The self-assembly of the PA-RGD molecules was investigated by TEM and AFM imaging techniques. TEM images revealed that calcium-induced self-assembled PA-RGD nanofibers are in the size range of 10–12 nm in diameter and several hundred nanometers in length (figure 5(b)). On the other hand, AFM images reflects almost the same size in diameter (12–16 nm), however, the length of the nanofibers are almost more than 5 µm (figure 5(c)). This can be explained by the use of increased mole numbers of PA-RGD molecules for AFM in comparison to the TEM preparation (almost 2.5 fold more PA-RGD molecules than used in TEM analysis). Therefore, more molecules were joined together while calcium ions simultaneously produced intermolecular ion bridges during the self-assembly process, and as a result nanofiber elongation continued until all the molecules were coupled by calcium ions present in the solution. As indicated in previous studies [8, 11], these PA molecules self-assemble into hydrogels at concentrations as low as 0.25% by weight. We prepared 1% wt PA-RGD solution in this study to encapsulate cells, like in natural cell encapsulation process in tissues and organs. Figure 5(d) shows the morphology of the hexamethyldisilazane treated and air-dried nanofibrous network of PA-RGD gel upon the addition of the CaCl2 solution. This gel is composed of bundles of fibers with an average diameter of 100 ± 64 nm. A SEM image (figure 5(d)) shows that the gel has a highly porous structure and also has a high surface area to volume ratio, similar to natural ECM.
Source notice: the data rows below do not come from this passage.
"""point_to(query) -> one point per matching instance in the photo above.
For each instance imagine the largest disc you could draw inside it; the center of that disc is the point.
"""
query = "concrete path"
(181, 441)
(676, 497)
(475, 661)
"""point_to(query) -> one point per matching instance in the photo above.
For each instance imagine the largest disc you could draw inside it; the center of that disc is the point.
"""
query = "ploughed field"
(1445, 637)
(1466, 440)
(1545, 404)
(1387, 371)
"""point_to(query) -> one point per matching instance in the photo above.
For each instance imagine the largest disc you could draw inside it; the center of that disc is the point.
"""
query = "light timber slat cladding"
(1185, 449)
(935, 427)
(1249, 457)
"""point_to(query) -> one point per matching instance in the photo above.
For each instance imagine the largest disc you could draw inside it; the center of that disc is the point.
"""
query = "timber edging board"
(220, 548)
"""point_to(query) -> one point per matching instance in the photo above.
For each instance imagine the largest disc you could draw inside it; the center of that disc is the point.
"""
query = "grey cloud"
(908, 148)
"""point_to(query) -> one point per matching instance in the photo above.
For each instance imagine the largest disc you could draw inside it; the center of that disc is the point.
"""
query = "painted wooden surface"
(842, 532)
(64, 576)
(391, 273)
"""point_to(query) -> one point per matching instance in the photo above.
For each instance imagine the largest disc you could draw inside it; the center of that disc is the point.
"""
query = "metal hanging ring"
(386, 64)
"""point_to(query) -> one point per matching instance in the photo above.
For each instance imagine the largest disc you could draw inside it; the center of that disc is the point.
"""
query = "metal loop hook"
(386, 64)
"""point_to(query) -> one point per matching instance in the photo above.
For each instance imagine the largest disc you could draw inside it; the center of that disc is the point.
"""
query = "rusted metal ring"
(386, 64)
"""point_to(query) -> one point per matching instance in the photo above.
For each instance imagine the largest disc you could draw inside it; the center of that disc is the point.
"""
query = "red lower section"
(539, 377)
Secondary structures of the peptidic materials are an important factor when considering the morphology of the resultant product. Most of the PA nanofibers in the literature were mainly composed of β-sheet assemblies and this β-sheet structure is the main characteristic for the formation of the long cylindrical nanofibers [8]. Therefore, CD and ATR-FTIR analyses were applied to investigate secondary structure and molecular orientation of the PA-RGD molecules. The PA-RGD nanofibers exhibit a broad negative band near 216 nm and a large positive band around 191 nm as shown in figure 6(a). These data revealed that self-assembly of the obtained PA-RGD nanofibers due to the calcium addition was performed over mainly β-sheet assemblies [38]. Figure 6(b) shows the ATR-FTIR spectrum of the PA-RGD nanofibers after the addition of the calcium solution. The peak at 3280 cm−1 belongs to the amide A, where amide I band is located at 1630 cm−1, indicating that PA-RGD nanofibers adopt a mainly β-sheet structure. Furthermore, there is no secondary peak observed around 1690 cm−1 suggesting that PA-RGD molecules were stacked together as a parallel arrangement. In addition, the peak seen at 2920 cm−1 belonging to the -CH2 stretching indicates close packing of the alkyl tails in the cores of the cylindrical nanofibers. These ATR-FTIR data suggest that while hydrophobic alkyl tails formed the inner side (core) of the nanofibers, the RGD segment was presented outside of the nanofiber [8].

Figure 6.

Figure 6. CD and ATR-FTIR spectra of the PA-RGD gel.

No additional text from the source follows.